ひょっとするとジーコ本人も出すかもしれない。
はっきりしていることは、これで彼が日本に本格的に関わる時が終わったということだと思う。
彼の前途に対する幸運を祈りたい。
最後の1次敗退でジーコに対する評価が下がったことは否めない。
しかし、それは彼を日本代表の監督に就任した時点で予想がついたことではないだろうか。
4年前、韓国がベスト4で、日本がベスト16止まりだったのは、監督の経験の差だったと言われた。
つまり、韓国のヒディンクと日本のトルシエが比較されたのである。
だから、トルシエ以上の成績を上げるためには、経験豊富な監督を呼ぶべきという雰囲気があった。
しかし、いざふたを開けてみたら、監督経験がないジーコだった。
一説では、川淵キャプテンが報道陣との飲み会の席で、あるライターがジーコの名前を挙げたと言われる。
これをそのまま鵜呑みにするわけにはいかないが、日本協会が彼に決めたのである。
当時の私はがっかりした一人だった。
日本協会がジーコを監督としての経験を積む場にしてしまったと思ったからである。
これからも日本協会についてまわる問題だと思われるが、日本はサッカーの世界では弱小国である。
監督人事や国際Aマッチの対戦相手など、まだまだ思うようにいかないのではないだろうか。

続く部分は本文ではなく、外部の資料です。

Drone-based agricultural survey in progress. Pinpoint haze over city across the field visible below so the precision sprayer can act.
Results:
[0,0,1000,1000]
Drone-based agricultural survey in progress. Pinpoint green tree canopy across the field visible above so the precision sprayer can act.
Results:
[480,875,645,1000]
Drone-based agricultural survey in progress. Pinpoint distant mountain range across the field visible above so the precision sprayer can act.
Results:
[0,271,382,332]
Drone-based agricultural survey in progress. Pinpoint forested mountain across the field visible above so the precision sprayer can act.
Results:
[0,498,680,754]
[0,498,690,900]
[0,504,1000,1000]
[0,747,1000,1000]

アジアの中では韓国よりその点でも下だと考えるべきである。
だけど、今回の結果だけでジーコを評価してはならないとも思う。
彼の記者会見の中に「プロ意識の足りなさ」というのがあった。
日本代表に対してはどういうことをしたかはわからない。
しかし、15年前に当時の日本リーグ2部の住友金属の選手に対して注いだもの。
それがまさに「プロ意識」ではなかったか。
Jリーグ10番目のチームとして「鹿島アントラーズ」が生まれたのは彼の努力が大きい。
もちろん、地元自治体も協力して、あの「カシマスタジアム」ができた。
さらに、Jリーグ開幕年でいきなりステージ優勝している。
当時のアントラーズの選手の間には「ジーコの言う通りやれば勝てる」との共通理解があった。
それをジーコイズムと呼んでいる。
Uー18の賀谷コーチや池内選手はジーコイズムをよく知っているはずである。
「カシマ」と言えば、アントラーズであり、カシマスタジアムである。
現在のJチームやJを目指すチームのモデルになっているではないか!
だから、ジーコを評する時にこの部分を落としてはいけないと思う。
日本はまだまだサッカー文化が根付いていない。
でも、その種をまいた人物のひとりは間違いなくジーコであることを覚えておきたい。
日本が今後どういう道を歩むか、まずは代表監督人事を見守りたい。